C5 also has assisted braking in emergencies (extra oomph on the pedal, accompanied by automatic hazard warners) I've only had mine come on once - a young deer jumped out in front of me a couple of weeks after I bought the car. It stoppppppppped!!!! Deer totally unscathed. I reckon the old Xantia would have mashed it.

Graeme
C5 - Air in brake fluid?? - kithmo
Re: opening the hydraulic circuit. They sometimes open a bleed valve on the caliper to prevent fluid in the master cylinder reservoir overflowing, when they push/screw back the piston, or to prevent damage to the master cylinder seals in some cases.
C5 - Air in brake fluid?? - Number_Cruncher
Indeed, this is true.

However, in doing so, you are expelling fluid rather than admitting air.
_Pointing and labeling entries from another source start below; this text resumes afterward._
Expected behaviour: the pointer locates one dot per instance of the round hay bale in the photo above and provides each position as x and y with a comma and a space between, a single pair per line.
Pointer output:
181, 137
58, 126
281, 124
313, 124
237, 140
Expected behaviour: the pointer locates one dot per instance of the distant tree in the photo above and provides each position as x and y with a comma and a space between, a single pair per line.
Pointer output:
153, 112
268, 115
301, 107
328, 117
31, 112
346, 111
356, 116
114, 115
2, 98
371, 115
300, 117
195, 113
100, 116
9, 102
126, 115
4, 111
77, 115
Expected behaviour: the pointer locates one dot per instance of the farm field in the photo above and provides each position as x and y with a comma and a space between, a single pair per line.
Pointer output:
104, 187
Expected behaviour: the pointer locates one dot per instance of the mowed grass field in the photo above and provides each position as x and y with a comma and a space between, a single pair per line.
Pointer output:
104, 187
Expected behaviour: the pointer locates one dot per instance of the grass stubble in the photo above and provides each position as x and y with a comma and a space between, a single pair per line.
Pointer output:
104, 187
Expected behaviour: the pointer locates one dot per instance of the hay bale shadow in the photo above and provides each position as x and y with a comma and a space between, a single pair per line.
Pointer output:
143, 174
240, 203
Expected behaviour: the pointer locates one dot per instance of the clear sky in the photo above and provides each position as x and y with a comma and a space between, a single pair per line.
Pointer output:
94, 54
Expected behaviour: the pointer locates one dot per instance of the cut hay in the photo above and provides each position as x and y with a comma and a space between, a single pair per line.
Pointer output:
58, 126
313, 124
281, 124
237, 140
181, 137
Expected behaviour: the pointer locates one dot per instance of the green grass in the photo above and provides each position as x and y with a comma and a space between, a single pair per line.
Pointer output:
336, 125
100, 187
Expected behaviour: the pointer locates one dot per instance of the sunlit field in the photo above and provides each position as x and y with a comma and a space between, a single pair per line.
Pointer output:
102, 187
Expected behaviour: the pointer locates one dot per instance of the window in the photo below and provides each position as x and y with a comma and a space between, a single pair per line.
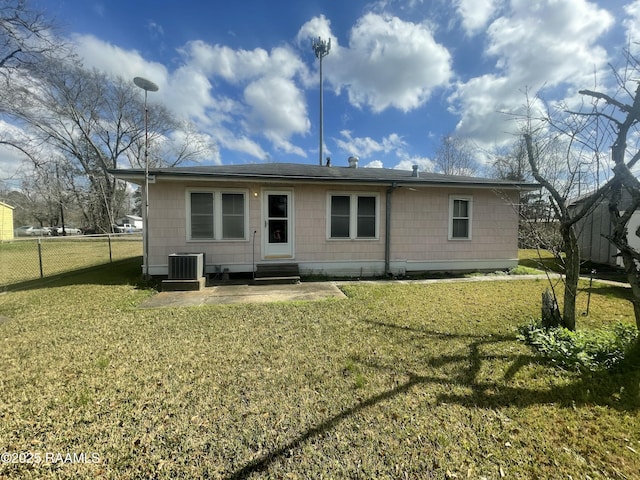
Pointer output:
201, 215
340, 212
460, 218
232, 215
216, 215
353, 216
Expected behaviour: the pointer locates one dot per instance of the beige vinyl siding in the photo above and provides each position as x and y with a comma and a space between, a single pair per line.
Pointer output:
419, 226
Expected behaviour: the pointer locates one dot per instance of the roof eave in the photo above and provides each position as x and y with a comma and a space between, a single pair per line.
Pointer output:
137, 176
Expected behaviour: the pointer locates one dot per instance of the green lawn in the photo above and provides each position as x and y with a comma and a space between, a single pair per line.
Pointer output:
396, 381
21, 258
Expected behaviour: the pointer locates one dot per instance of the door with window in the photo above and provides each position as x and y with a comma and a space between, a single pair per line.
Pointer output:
278, 224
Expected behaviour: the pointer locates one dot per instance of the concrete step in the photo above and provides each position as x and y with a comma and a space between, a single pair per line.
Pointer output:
274, 273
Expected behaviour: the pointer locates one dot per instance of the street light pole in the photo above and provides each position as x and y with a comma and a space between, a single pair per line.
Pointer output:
321, 49
147, 86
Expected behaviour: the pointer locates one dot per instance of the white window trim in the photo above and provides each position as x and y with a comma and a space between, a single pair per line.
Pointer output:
353, 216
452, 199
217, 214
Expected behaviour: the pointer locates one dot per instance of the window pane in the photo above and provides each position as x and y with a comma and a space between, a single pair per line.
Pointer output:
461, 208
460, 228
201, 203
278, 231
366, 217
201, 215
339, 227
232, 215
340, 210
278, 206
232, 227
340, 205
232, 203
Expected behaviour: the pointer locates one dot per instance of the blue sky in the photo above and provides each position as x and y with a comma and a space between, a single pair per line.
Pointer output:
400, 75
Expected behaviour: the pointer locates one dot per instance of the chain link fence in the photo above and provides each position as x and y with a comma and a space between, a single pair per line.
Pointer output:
27, 259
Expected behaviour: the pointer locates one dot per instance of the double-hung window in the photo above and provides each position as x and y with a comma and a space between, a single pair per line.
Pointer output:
460, 209
352, 216
216, 215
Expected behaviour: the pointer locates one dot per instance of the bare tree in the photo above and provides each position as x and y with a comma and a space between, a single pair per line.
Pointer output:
455, 157
26, 36
620, 120
94, 122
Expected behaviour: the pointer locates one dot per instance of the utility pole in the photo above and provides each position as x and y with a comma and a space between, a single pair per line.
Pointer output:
321, 49
147, 86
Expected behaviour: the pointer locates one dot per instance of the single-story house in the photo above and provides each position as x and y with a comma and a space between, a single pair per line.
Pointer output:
134, 220
6, 221
329, 220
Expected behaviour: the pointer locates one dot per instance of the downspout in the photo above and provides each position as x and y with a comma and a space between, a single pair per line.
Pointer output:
387, 231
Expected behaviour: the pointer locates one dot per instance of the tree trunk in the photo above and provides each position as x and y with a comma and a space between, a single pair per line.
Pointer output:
572, 276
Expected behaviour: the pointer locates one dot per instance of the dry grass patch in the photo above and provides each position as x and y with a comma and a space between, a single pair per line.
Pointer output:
397, 381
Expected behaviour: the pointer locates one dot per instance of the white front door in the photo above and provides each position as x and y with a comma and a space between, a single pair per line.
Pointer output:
278, 224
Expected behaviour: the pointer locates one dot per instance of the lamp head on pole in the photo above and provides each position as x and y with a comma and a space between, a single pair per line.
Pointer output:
321, 47
146, 85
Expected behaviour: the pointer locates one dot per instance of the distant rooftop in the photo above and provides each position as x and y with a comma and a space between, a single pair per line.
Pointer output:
315, 173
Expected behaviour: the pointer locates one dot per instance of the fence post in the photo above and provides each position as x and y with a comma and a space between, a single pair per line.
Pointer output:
40, 258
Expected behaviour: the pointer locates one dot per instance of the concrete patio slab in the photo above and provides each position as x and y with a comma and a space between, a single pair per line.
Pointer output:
226, 294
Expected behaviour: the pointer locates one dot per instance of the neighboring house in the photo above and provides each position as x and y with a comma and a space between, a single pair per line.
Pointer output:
345, 221
593, 229
6, 221
134, 220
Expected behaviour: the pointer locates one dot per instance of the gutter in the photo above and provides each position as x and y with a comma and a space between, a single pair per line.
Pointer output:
387, 231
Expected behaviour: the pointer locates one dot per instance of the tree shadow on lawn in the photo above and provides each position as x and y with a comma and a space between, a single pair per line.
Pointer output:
119, 272
620, 391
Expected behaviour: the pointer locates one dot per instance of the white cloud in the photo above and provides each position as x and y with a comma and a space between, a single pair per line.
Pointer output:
475, 14
366, 147
424, 164
544, 44
127, 64
632, 24
374, 164
388, 63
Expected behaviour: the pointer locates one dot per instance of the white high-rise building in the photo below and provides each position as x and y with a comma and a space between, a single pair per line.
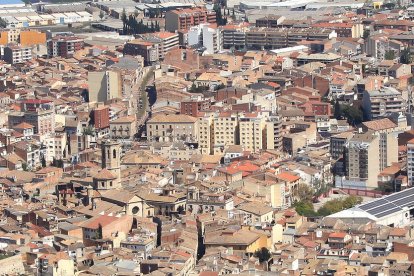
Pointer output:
207, 36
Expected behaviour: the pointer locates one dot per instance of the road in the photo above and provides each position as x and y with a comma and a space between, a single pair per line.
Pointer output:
145, 99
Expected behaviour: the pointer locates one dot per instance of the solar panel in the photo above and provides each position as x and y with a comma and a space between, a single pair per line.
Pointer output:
386, 213
399, 195
407, 201
373, 204
381, 209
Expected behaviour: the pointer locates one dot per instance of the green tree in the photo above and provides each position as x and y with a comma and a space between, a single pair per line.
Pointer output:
353, 114
43, 162
351, 201
304, 193
337, 205
405, 57
366, 34
101, 15
337, 110
305, 208
124, 20
3, 23
221, 21
389, 55
99, 232
262, 254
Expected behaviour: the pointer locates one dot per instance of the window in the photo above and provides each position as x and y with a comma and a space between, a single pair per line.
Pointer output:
135, 210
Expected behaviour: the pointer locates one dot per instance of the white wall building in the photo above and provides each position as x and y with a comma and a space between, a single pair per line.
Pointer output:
204, 35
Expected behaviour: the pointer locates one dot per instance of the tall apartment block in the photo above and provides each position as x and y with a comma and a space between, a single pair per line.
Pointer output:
251, 131
104, 85
410, 162
362, 162
64, 46
180, 20
39, 113
17, 54
273, 133
166, 41
226, 130
382, 102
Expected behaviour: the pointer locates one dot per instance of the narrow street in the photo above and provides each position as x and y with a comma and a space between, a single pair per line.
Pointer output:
145, 99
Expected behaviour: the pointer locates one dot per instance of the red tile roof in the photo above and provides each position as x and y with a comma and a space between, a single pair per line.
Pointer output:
288, 177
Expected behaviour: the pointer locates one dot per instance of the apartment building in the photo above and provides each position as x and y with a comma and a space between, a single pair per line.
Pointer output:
64, 46
382, 102
100, 117
362, 162
194, 107
206, 134
271, 38
387, 131
104, 85
139, 47
270, 21
14, 54
183, 19
273, 133
338, 142
234, 36
55, 146
168, 42
38, 113
354, 30
410, 162
226, 131
207, 36
123, 128
172, 127
251, 131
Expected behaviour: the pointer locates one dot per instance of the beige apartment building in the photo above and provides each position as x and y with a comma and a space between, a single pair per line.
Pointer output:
226, 131
169, 41
123, 128
273, 133
251, 131
104, 85
172, 127
362, 162
205, 134
387, 132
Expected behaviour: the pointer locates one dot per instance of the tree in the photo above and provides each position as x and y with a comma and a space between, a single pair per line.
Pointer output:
305, 208
337, 205
43, 162
353, 114
389, 55
304, 193
124, 21
85, 95
351, 201
405, 57
221, 21
337, 110
99, 232
180, 209
262, 254
101, 15
366, 34
3, 23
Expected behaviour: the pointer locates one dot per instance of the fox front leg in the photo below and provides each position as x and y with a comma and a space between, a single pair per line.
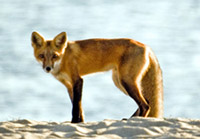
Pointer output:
77, 112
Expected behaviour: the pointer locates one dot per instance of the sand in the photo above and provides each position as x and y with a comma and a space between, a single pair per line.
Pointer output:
132, 128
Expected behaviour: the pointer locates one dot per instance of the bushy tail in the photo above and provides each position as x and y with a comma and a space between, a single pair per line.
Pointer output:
152, 88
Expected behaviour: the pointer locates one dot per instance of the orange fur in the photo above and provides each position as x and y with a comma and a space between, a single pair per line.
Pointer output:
136, 71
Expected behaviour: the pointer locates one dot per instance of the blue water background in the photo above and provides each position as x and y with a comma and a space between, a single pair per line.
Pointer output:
170, 27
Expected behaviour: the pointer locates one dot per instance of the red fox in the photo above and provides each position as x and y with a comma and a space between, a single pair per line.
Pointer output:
136, 71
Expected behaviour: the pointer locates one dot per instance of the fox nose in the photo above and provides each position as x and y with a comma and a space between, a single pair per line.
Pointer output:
48, 69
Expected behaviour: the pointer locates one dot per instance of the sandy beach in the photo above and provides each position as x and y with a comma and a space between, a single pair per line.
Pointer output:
132, 128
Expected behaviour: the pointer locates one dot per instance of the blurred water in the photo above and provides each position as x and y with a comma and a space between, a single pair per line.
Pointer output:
171, 28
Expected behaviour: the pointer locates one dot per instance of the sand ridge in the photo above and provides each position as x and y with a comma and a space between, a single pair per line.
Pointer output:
133, 128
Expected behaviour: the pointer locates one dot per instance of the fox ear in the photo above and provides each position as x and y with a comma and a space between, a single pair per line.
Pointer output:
37, 39
60, 39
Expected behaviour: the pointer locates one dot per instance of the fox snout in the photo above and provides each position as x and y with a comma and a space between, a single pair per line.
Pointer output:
48, 69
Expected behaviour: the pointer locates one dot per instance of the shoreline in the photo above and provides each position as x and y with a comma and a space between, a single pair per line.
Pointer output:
132, 128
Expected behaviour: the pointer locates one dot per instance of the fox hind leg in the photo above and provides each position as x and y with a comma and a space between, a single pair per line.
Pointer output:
119, 84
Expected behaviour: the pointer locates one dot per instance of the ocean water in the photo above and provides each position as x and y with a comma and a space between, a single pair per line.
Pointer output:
171, 28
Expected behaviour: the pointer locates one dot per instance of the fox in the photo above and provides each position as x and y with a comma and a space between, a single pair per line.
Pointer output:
135, 69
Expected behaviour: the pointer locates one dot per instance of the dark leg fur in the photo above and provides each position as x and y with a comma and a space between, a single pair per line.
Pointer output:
77, 95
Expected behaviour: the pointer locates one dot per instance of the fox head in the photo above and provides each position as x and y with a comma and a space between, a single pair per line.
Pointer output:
49, 52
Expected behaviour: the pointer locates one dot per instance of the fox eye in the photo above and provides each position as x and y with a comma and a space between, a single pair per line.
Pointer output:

However, when I use this method, I also tend to pump the pedal a couple of times to get rid of the nastiest fluid that has been lurking in the caliper and flexi - so perhaps that counts as a partial bleeding operation?

Number_Cruncher
C5 - Air in brake fluid?? - Ben79
I think I will have to check the number of days off I have before new year and book the car into the garage where the mechanics are craftsmen (a long drive away) and get the combined brake/clutch fluid changed.

Ben
C5 - Air in brake fluid?? - Ben79
Forgot to say, the brakes pull up well and stop the car fantastically. Just the pedal feel isnt the best and the clutch probs mentioned elsewhere on here.